Intel on Thursday announced one of its next major steps in supercomputing platforms: the codenamed Falcon Shores design that will bring general-purpose x86 processor cores and highly parallel compute Xe-HPC GPU cores together into one socket, along shared high-bandwidth memory developed by Intel. The product is expected to arrive in 2024.
Bringing together x86 CPU and Xe-HPC GPU resources and into the same socket as well as switching to a unified memory architecture will enable Intel to increase per socket compute density by over five times compared to current platforms (due to new architectures, finer process technologies and the addition of GPU cores), boost memory capacity and bandwidth by more than five times compared to existing designs and upsurge performance per watt by over five times relative to platforms available in February 2022.
"We are working on a brand-new architecture codenamed Falcon Shores, [which] will bring x86 and Xe GPU acceleration together into a Xeon socket, taking advantage of next generation packaging, memory and IO technologies, giving huge performance and efficiency improvements for systems computing large data sets and training gigantic AI models," said Raja Koduri, the head of Intel's Accelerated Computing Systems and Graphics Group just hours before the company's Investor Meeting 2022 kicks off.
For now, Intel calls its Falcon Shores an XPU to emphasize that it packs two types of compute units: CPUs and GPUs. Intel's Falcon Shores will extensively use Intel's multi-chiplet/modular approach to processor design and will offer a flexible ratio of x86 and Xe-HPC cores possibly depending on a target application. The CPU and GPU tiles are said to be made using an 'Angstrom Era Process', which might mean Intel 20A or Intel 18A, and then connected using Intel's advanced packaging technologies, which will be the key enablers for Falcon Shores. The CPU and GPU will use unified high-bandwidth memory to improve performance and greatly simplify compute GPU programming. Interestingly, Intel even implies on an all-new type of memory developed by Intel, but does not elaborate.
"Falcon Shores is built on top of an impressive array of technologies, including an angstrom era process technology, next generation packaging, new extreme bandwidth shared memory being developed by Intel and industry leading I/O," said Koduri. "We have super excited about this architecture as it brings acceleration to much broader range of workloads than the current discrete solutions."
Modern supercomputers use general-purpose CPUs to run workloads that require strong single-thread performance as well as compute GPUs accelerators for highly parallel workloads.
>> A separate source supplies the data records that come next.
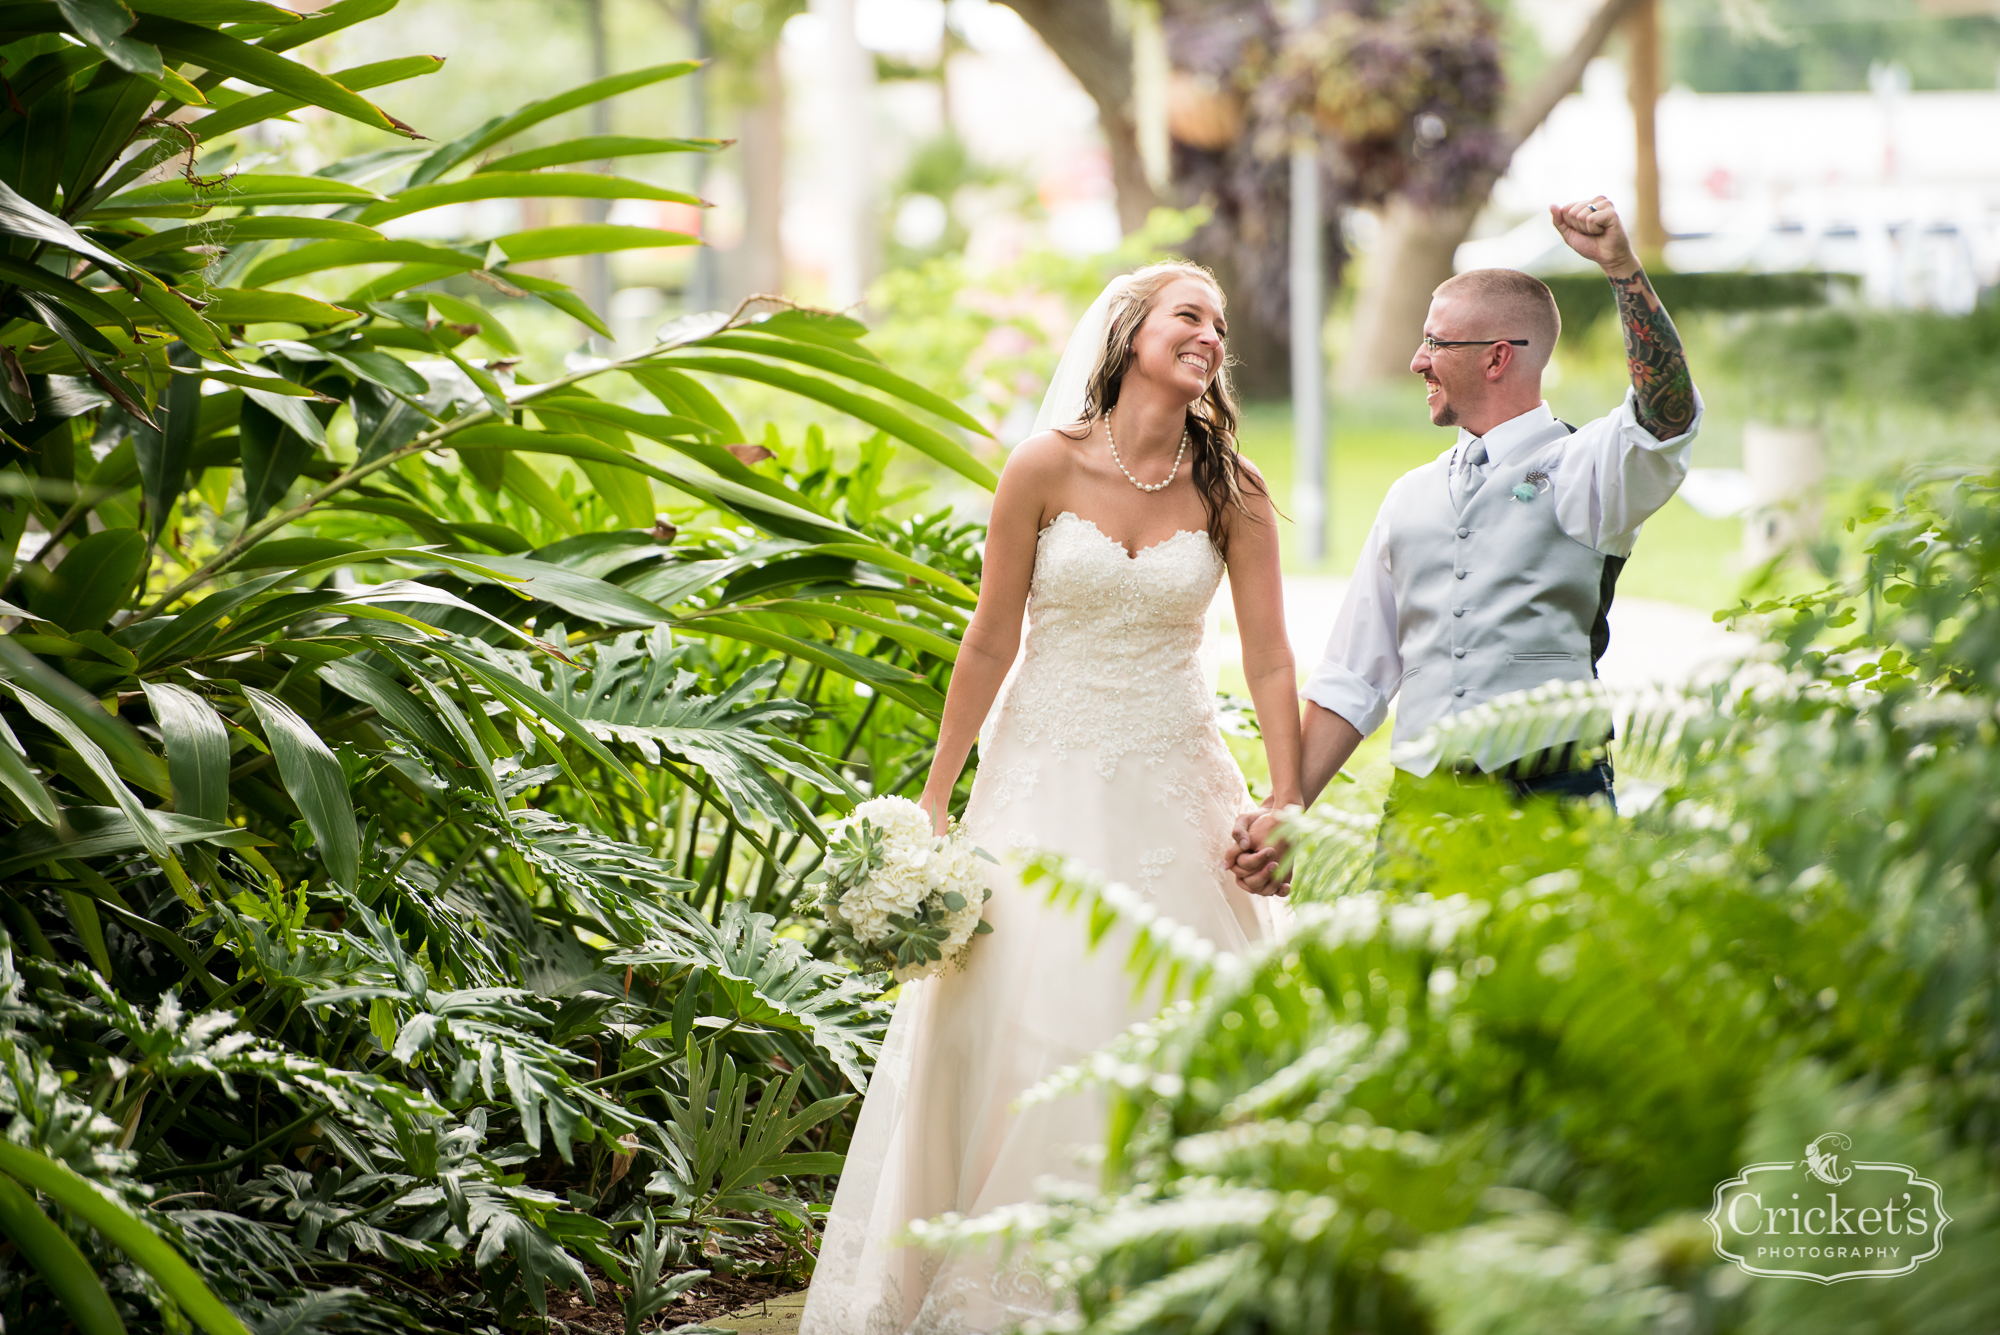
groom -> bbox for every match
[1233,195,1699,893]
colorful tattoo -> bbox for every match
[1608,269,1695,440]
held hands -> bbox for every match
[1550,196,1640,278]
[1227,806,1294,898]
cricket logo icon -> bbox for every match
[1707,1132,1950,1282]
[1805,1133,1852,1186]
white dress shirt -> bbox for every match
[1302,387,1703,745]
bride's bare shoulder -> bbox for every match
[998,424,1090,492]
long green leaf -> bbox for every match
[677,616,944,715]
[253,0,391,52]
[24,528,148,633]
[409,62,700,185]
[202,289,360,326]
[434,552,671,628]
[0,807,253,877]
[492,225,697,263]
[128,0,299,21]
[358,173,703,226]
[244,687,359,893]
[315,657,459,758]
[0,179,137,275]
[0,713,59,827]
[0,1174,128,1335]
[426,644,641,790]
[132,16,419,137]
[0,1140,251,1335]
[118,216,382,259]
[0,257,136,334]
[477,136,725,173]
[241,239,484,287]
[2,684,171,864]
[190,55,444,142]
[54,0,159,78]
[699,330,993,437]
[98,175,386,214]
[650,354,999,489]
[133,342,199,542]
[0,640,168,791]
[140,682,228,823]
[448,422,857,543]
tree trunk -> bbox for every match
[580,0,613,347]
[1627,0,1666,264]
[997,0,1159,233]
[728,44,785,302]
[1341,0,1644,386]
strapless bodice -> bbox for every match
[991,511,1226,778]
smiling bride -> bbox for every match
[800,263,1300,1335]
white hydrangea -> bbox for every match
[930,839,990,954]
[818,795,994,972]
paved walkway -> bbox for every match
[681,1292,806,1334]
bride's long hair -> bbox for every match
[1062,261,1264,552]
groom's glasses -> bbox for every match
[1420,336,1530,353]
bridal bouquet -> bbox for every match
[811,796,994,981]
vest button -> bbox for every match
[1452,607,1465,617]
[1454,648,1466,658]
[1453,687,1467,697]
[1457,527,1470,538]
[1454,570,1467,579]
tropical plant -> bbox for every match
[930,471,2000,1335]
[0,2,994,1329]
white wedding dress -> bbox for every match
[800,510,1285,1335]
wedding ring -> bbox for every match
[1586,204,1598,213]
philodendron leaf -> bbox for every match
[245,687,358,892]
[141,682,228,823]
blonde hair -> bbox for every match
[1063,261,1262,551]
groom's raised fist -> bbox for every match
[1551,195,1639,277]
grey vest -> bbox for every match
[1387,419,1622,768]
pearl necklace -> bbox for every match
[1105,410,1188,494]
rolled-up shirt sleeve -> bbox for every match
[1554,384,1704,557]
[1301,510,1401,737]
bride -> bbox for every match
[800,262,1301,1334]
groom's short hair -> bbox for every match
[1433,269,1561,369]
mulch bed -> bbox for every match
[545,1267,803,1332]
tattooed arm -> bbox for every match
[1549,196,1696,440]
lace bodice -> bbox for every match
[993,511,1225,779]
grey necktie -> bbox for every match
[1454,441,1488,512]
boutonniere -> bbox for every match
[1512,469,1551,502]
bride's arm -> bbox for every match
[917,438,1061,834]
[1225,468,1305,879]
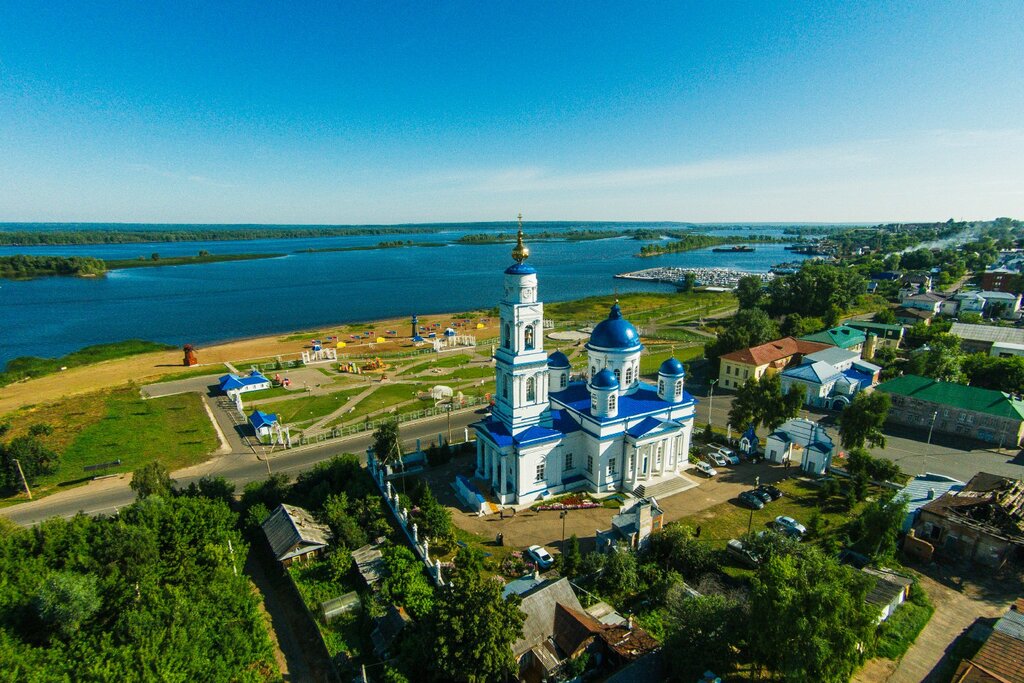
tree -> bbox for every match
[680,272,697,293]
[0,435,59,489]
[429,547,524,682]
[765,262,866,319]
[182,475,236,504]
[601,545,639,599]
[874,308,898,325]
[129,462,174,499]
[665,589,745,680]
[728,373,803,433]
[416,485,455,552]
[705,309,781,370]
[321,492,368,550]
[646,524,718,580]
[838,391,891,450]
[560,534,583,579]
[848,495,907,562]
[906,333,965,383]
[150,252,160,261]
[963,354,1024,393]
[749,549,875,682]
[845,447,900,484]
[781,313,825,338]
[377,544,435,620]
[735,275,764,309]
[32,571,101,640]
[373,419,403,469]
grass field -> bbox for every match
[2,387,218,501]
[343,382,427,422]
[0,339,176,387]
[397,353,475,376]
[258,386,368,425]
[639,345,704,376]
[146,364,229,383]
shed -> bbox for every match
[261,504,332,566]
[320,591,361,623]
[352,543,385,587]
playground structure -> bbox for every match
[183,344,198,367]
[363,357,387,372]
[301,339,338,365]
[338,361,362,374]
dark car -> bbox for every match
[738,491,765,510]
[757,485,783,501]
[750,488,773,504]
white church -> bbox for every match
[473,226,698,505]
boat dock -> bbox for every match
[614,267,774,290]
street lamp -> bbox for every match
[708,379,718,429]
[926,410,939,446]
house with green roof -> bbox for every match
[876,374,1024,447]
[845,321,905,349]
[798,325,867,351]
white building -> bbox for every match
[472,228,697,505]
[779,347,881,410]
[764,418,835,475]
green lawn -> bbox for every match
[2,387,219,500]
[258,386,368,424]
[639,345,703,376]
[872,583,935,660]
[397,353,475,376]
[146,364,229,383]
[0,339,176,387]
[343,382,427,422]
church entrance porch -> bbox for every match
[629,472,699,500]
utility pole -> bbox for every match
[560,510,569,552]
[708,379,718,429]
[447,405,453,445]
[926,410,939,446]
[12,459,32,500]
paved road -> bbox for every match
[0,409,483,527]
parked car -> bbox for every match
[694,460,718,477]
[715,447,740,465]
[757,484,783,501]
[750,488,773,504]
[704,451,728,467]
[773,516,807,538]
[738,491,765,510]
[726,539,761,568]
[525,545,554,569]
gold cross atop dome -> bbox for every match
[511,212,530,263]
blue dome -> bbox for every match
[547,351,570,368]
[590,368,619,390]
[659,357,685,376]
[504,263,537,275]
[588,304,642,350]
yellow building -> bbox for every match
[718,337,830,390]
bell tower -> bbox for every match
[493,215,551,433]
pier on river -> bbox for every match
[615,266,775,290]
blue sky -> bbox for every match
[1,2,1022,223]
For now, this architecture has proven to be balanced in terms of performance, power, and costs, but tighter integration of CPU and GPU resources will allow to boost performance even further and will make accelerated computing accessible to more workloads.
Intel's Falcon Shores will be one of Intel's major steps towards its goal of enabling ZettaFLOPS-class supercomputers by 2027 goal. To increase performance of supercomputers by 1000 times in five years, Intel says it will need new processing architectures (i.e., improvements of x86 and Xe architectures), new process technologies and advanced packaging methods, faster memory and I/O interfaces (unified extreme bandwidth memory and advanced interconnections/packaging seem to address that), and new system architectures. Falcon Ridge brings together all of the pillars that are required for ZettaFLOPS-class supercomputers, the company says.
"Beginning with the technology foundation we have today, you need significant revolutionary gains in architecture, in power efficiency and thermal management, in process and packaging technology and in memory and IO capacity and bandwidth," said Koduri. "We have our advanced technology teams already on their way with inventions to pave the path to Zetta-Scale."